The official results from the Berlin marathons. The python script scraper.py collects JSON data using the API offered by the Berlin marathon website and writes it in csv format. It was hacked together to get the job done; the code is ugly and uncommented. Although data exists for every year since 1974, the API only offers the data since 2005.
- Names were replaced by their SHA1 hash values
- Bib numbers were removed
- Team names were removed
- The abbreviations for nationalities were replaced by their ISO 3166-1 alpha-3 equivalents as far as possible.
Missing entries were given a value of 'XXX'. - Notation for age class was standardised as describle below.
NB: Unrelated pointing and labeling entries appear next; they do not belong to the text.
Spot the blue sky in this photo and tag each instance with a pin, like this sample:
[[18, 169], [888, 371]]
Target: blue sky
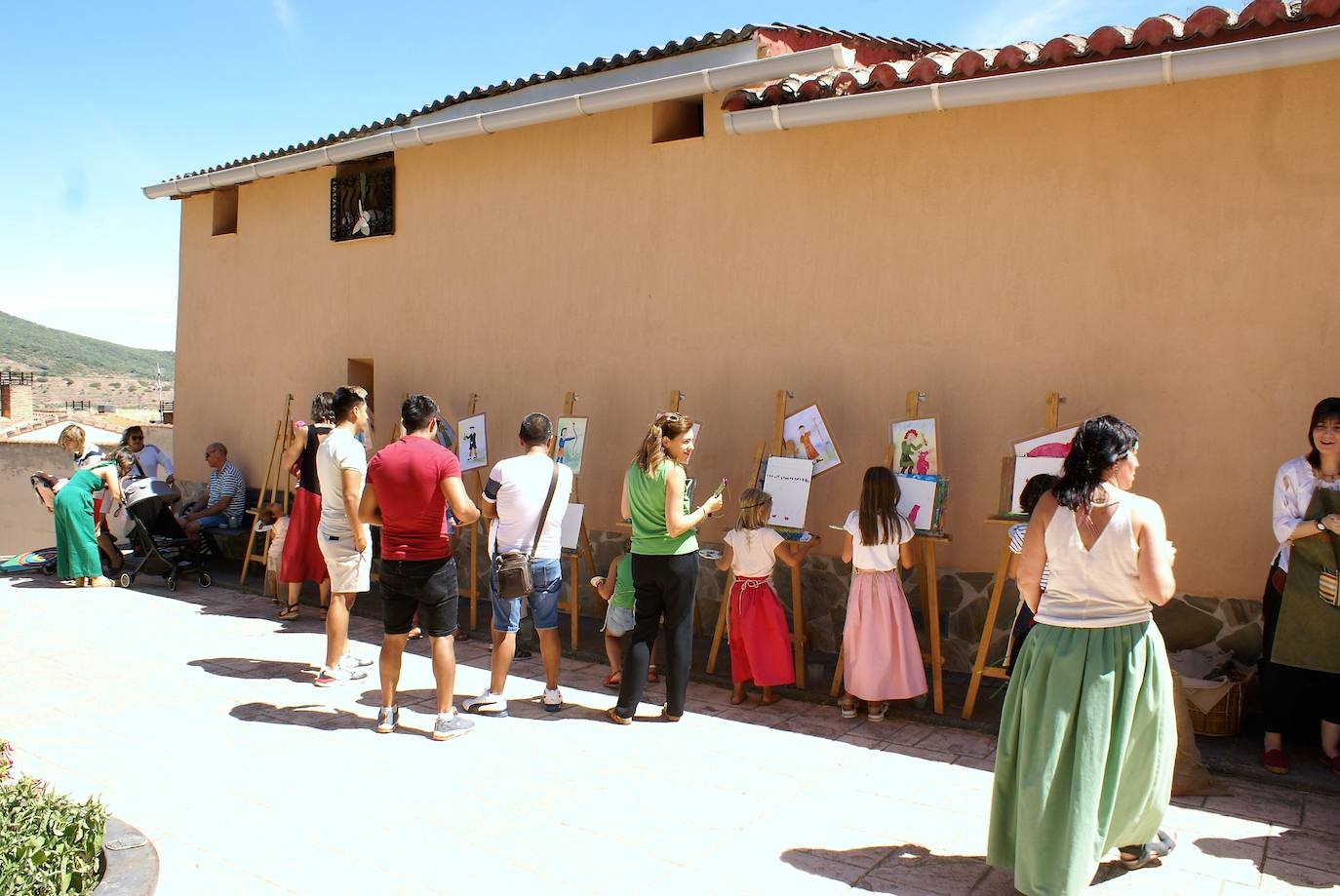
[[103, 97]]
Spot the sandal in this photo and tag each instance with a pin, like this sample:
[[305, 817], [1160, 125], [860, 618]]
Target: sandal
[[1142, 856]]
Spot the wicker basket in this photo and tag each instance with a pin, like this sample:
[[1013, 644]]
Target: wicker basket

In particular, entries with no value or a value of 'M' or 'W' were set to 0. - The id fields were removed
There are 9 fields, described below. Some entries are missing for some runners.
Field | Meaning |
---|---|
place | Ranking amongst all runners |
netTime | Time in seconds measured by runner's chip |
clockTime | Time in seconds measured from start of race |
yob | Year of birth |
ageClass | Age group |
acPlace | Ranking amongst all runners in the same age group |
sex | Sex of runner |
nationality | Nationality of runner |
name | SHA1 hash value of the name of the runner |
The file abbreviations.csv contains all country codes used. The following abbreviations have not yet been identified:
- GAN
- ISI
- KZK
- MKO
Below are the age groups used in the Berlin marathon.
Code | Meaning |
---|---|
0 | No age class |
U20 | Age under 20 |
20 | Age between 20 and 30 |
30 | Age between 30 and 35 |
35 | Age between 35 and 40 |
40 | Age between 40 and 45 |
45 | Age between 45 and 50 |
50 | Age between 50 and 55 |
55 | Age between 55 and 60 |
60 | Age between 60 and 65 |
65 | Age between 65 and 70 |
70 | Age between 70 and 75 |
75 | Age between 75 and 80 |
80 | Age between 80 and 85 |